Why grades fail as a selection tool
Put simply, the problem with using academic achievements to predict job performance is that there are too many factors which influence academic achievement. Yes, cognitive ability and personality matter, but so do hundreds or even thousands of other factors, few of which matter to the workplace. For example, having effective teachers definitely helps improve academic outcomes, and that is entirely down to luck. Similarly, many students experience personal difficulties outside of their control during their studies, reducing their grades. The same can also be said about the leniency of exam and essay markers, which vary considerably from person to person, further adding unreliability to grades as a predictor. These factors reduce the relative impact of cognitive ability and personality on performance prediction, making academic achievement less viable as a selection tool.
Additionally, there is significant literature now around “Halo” and “Devil” effects, whereby more physically attractive students receive better grades than less attractive students, regardless of their actual ability. This significantly weakens the relationship between academic achievement and more meaningful performance outcomes. Despite teachers' best efforts to remain objective and impartial, humans are inevitably prone to unconscious biases, and academic achievement is particularly vulnerable here.
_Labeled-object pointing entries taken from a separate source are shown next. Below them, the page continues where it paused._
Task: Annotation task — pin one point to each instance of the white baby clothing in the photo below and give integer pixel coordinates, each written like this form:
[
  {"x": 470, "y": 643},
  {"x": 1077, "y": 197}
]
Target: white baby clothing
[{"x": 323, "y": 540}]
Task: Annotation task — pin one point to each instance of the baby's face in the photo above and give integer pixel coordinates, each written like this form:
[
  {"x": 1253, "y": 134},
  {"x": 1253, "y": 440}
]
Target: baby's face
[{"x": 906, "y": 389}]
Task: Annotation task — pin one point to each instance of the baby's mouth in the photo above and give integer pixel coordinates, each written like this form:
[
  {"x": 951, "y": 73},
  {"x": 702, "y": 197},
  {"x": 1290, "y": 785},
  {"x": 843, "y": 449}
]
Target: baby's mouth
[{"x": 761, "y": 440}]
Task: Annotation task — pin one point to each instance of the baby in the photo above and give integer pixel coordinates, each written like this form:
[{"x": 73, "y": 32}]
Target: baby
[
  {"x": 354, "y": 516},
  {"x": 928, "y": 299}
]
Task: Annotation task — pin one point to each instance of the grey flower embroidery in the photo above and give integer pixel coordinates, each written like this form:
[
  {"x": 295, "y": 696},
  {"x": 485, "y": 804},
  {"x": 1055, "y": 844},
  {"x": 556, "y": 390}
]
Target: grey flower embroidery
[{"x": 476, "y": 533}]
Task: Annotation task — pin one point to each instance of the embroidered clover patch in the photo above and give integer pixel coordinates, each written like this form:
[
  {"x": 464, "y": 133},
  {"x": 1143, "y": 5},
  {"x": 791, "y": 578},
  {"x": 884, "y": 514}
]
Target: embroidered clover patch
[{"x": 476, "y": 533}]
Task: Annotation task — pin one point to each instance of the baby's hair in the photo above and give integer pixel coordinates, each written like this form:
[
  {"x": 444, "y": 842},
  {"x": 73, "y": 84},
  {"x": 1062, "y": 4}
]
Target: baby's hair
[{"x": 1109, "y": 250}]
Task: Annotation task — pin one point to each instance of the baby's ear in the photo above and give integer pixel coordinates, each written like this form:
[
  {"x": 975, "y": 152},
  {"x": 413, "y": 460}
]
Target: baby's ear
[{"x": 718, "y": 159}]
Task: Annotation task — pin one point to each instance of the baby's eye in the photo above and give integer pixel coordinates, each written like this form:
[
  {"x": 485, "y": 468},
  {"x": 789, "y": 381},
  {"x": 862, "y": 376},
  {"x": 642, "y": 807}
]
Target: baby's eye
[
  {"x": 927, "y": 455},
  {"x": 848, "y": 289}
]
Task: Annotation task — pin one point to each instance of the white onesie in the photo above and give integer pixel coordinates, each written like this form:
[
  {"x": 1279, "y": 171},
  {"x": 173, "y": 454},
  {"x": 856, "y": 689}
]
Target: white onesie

Lastly and perhaps most importantly, the whole underlying logic of using academic grades is unnecessary and flawed, serving as a middleman between the traits that matter and workplace performance. Ultimately, employers are interested in hiring smart and hardworking candidates, and those are the characteristics that matter. Why not, therefore, measure cognitive ability and work ethic directly using pre-employment tests, and bypass academic achievement altogether? In doing so, you avoid the pervasive unreliability and bias associated with grades, but actually measure the traits that matter directly.
Conclusion
Despite the fact that academic and workplace performance are underpinned by many of the same characteristics, academic grades fail as a selection tool in practice. They serve as an unnecessary middleman between the key drivers of performance and performance itself, and can be easily replaced with pre-employment tests. Moreover, for those already using pre-employment tests, you can simply drop academic requirements altogether without sacrificing any reliability. Not only does this make the process fairer, but it also allows you to expand the size of your applicant pool, helping you to reach candidates who didn’t perform well academically but would otherwise make great employees.
Ben is the chief psychologist at Test Partnership, with extensive experience in consultancy and research. He writes extensively on many topics, including psychology, human resources, psychometric testing, and personal development.